I’ve heard these phrases mentioned since I was born, or at least it feels like it’s been that long. So I find it interesting that millennials are, to a large degree, pushing back on this approach to life, and they have a point.

The point being, “how do I know what my bliss/passion is? and if I don’t know, how the hell can I follow it?”. Well said, and I know what they mean.

While most of my friends jumped from high school to college, then dove into their career the moment they graduated, I had no idea what I wanted to do after high school, which may explain why I found myself building helicopter landing pads in Augusta, Georgia at the age of 18, and why I’ve bounced from one discipline to another, from VP of Ops, to CIO, CMO and CEO in the decades that followed.

It’s only by looking back at this point in my life that I’ve come to see how I was, in fact, following my passion. But as it turns out, that passion was for learning, not for a specific career.

The reason I took on so many different roles was that I was fascinated by the process of acquiring new skills, of challenging my mind to discover procedures and processes as a way to understand how things worked.

And I see that same trait in a lot of millennials. They’re hungry for learning, and will jump from one job to the next, decide to become an entrepreneur, or adopt the life of a freelancer, rather than pursuing a “career”, as is often expected of them. New gets them excited.

But that doesn’t mean we should ignore the idea of bliss, or passion. It just means we should look at our life a bit differently, which is what I found myself doing as last year was coming to a close.

I’m not one for new year’s resolutions, but as each new year comes around I do take some time to reflect on the last twelve months gone by, and the next twelve months on the horizon.

It was in the waning moments of 2017 that I discovered an article on Medium by Remo Giuffré.

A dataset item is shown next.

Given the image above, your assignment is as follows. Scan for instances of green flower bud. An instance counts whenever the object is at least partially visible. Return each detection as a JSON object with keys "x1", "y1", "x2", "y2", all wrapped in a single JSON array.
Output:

Remo is something of a savant when it comes to people, and in this post he talked about finding one’s purpose.

He brought forth a new term (well, new to me) to describe the intersection of many factors that lead to discovering our purpose – Ikigai. According to Wikipedia, Ikigai is a Japanese concept which means “a reason for being”, and according to Japanese culture, everyone has an Ikigai, though we often have to search for it.

Ikigai Toronto Star Graphic

I invite you, as I did, to take some time and examine this visual concept. I admit it’s a bit complicated, especially the empty sections surrounding your Ikigai, but I think you’ll come to realize that Ikigai is far more than passion – it’s service, it’s fulfillment, it’s the gift that only you can share with the world.

For me, it represents the work that I’m doing now, which is storytelling, by way of storylistening. Passion + Mission + Profession + Vocation. And it took decades to discover. So to those who buck the trend of being defined by their career, who have this unbridled thirst for knowledge, and experience, and service, you’re doing just fine. While some will find their Ikigai early on, don’t worry if it takes a lifetime to discover. Enjoy the ride, and remember that each day you’re writing your life story.